Der Vorstand der Glarner Handelskammer befürwortet ohne jeglichen Vorbehalt die Weiterführung der Personenfreizügigkeit und die Ausdehnung auf die neuen EU-Länder Bulgarien und Rumänien. Es steht der Schweiz nicht zu, einerseits Staatsangehörige einzelner EU-Staaten von der Personenfreizügigkeit auszuschliessen und zu benachteiligen, andererseits für sich den freien Zugang zu deren Märkte zu beanspruchen.
Mit dem bilateralen Weg fährt die Schweiz gut. Im wirtschaftlichen Austausch ist sie gegenüber den EU-Staaten in vielen Bereichen gleichberechtigt. Für die schweizerischen Unternehmen sind die EU-Länder die wichtigsten Handelspartner. Auch für die Glarner Wirtschaft ist der EU-Raum von grösster Bedeutung. Fast 90% aller Importe stammen aus dem EU/EFTA-Raum und knapp 80% aller Exporte gehen dorthin, wie dem Jahresbericht der Glarner Handelskammer entnommen werden kann. Die bilateralen Verträge garantieren den ungehinderten Handel mit den wichtigsten Kunden. Es liegt daher gerade auch im Interesse der Glarner Wirtschaft, diesen bilateralen Weg nicht zu gefährden oder gar aufzugeben. Darin aber besteht die grosse Gefahr, wenn durch den negativen Ausgang der Abstimmung vom 8. Februar 2009 das Freizügigkeitsabkommen mit der EU nicht weitergeführt werden kann. Da hilft auch der Hinweis auf Neu-Verhandlungen nicht weiter, macht es doch keinen Sinn, die nicht einfacher werdende wirtschaftliche Situation mit neuen Verhandlungen noch zusätzlich zu belasten, wobei es ohnehin völlig ungewiss ist, ob wieder gleich gute Ergebnisse erzielt werden können. Darum: Hände weg vor einem abenteuerlichen Nein!
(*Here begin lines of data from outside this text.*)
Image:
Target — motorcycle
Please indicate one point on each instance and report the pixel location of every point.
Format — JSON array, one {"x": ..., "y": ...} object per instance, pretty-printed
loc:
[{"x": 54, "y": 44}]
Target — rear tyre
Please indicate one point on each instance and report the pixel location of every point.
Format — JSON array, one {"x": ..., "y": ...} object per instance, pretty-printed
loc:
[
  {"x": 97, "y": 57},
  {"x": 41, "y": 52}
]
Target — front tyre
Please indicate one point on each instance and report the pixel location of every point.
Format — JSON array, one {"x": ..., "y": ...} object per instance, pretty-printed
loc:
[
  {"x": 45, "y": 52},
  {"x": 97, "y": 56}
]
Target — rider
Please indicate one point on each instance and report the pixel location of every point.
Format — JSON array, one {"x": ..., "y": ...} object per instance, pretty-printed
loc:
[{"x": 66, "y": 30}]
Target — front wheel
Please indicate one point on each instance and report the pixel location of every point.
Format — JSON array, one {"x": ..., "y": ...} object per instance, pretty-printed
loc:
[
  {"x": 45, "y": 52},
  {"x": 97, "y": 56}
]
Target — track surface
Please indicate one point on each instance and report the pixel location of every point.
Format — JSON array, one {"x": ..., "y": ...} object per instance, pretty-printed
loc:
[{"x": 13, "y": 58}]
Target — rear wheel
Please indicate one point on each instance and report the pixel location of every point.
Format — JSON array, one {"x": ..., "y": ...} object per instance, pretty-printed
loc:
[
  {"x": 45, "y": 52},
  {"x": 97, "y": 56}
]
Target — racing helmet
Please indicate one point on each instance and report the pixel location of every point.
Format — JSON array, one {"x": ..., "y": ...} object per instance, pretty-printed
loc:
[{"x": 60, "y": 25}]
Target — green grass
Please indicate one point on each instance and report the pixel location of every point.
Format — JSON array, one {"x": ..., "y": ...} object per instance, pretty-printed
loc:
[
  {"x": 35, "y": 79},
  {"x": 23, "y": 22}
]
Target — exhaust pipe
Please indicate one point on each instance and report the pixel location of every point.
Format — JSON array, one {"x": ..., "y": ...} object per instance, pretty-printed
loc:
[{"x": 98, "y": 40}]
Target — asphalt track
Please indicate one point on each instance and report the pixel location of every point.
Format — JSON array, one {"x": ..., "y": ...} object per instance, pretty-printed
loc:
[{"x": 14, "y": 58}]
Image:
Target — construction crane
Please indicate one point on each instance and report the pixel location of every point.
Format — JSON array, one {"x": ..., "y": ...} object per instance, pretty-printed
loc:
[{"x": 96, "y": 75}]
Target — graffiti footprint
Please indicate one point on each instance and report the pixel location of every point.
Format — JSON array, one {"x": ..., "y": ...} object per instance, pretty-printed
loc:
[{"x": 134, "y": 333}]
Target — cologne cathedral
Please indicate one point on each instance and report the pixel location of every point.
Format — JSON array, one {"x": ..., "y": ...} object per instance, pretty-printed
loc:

Die Ausdehnung der Personenfreizügigkeit erfolgt kontrolliert und erstreckt sich über eine 10-jährige Übergangsfrist. Zudem ist der Zuwanderungsdruck etwa auf Deutschland oder Österreich bescheiden. Das starke Wirtschaftswachstum in den EU-Staaten Mittel- und Osteuropas absorbiert das dortige Arbeitskräftepotential weitgehend; die Arbeitslosenquote ist in Bulgarien um fast die Hälfte auf 6,5 Prozent, in Rumänien um fast einen Viertel auf 6,4 Prozent gesunken. Sie liegt damit tiefer als in der Euro-Zone (7,4%) oder in der gesamten EU (7,1%). Es ist daher nicht anzunehmen, dass die Zuwanderung aus diesen beiden Staaten grösser sein wird als aus den andern Staaten der ersten Osterweiterung, als die Kontingente für Polen, Ungarn und Tschechien anfänglich nicht einmal ausgeschöpft wurden. Zudem kann die Schweiz für die Dauer von bis zu sieben Jahren für Aufenthalte von Bulgaren oder Rumänen arbeitsmarktliche Beschränkungen aufrechterhalten, wie z.B. den Inländer-Vorrang oder die Kontrollen der Lohn- und Arbeitsbedingungen. Dumpfe Ängste und emotionale Befürchtung wegen einer übermässigen Einwanderungswelle aus Bulgarien und Rumänien sind nicht begründet und kein Grund für Experimente und Unsicherheiten mit den bewährten Bilateralen.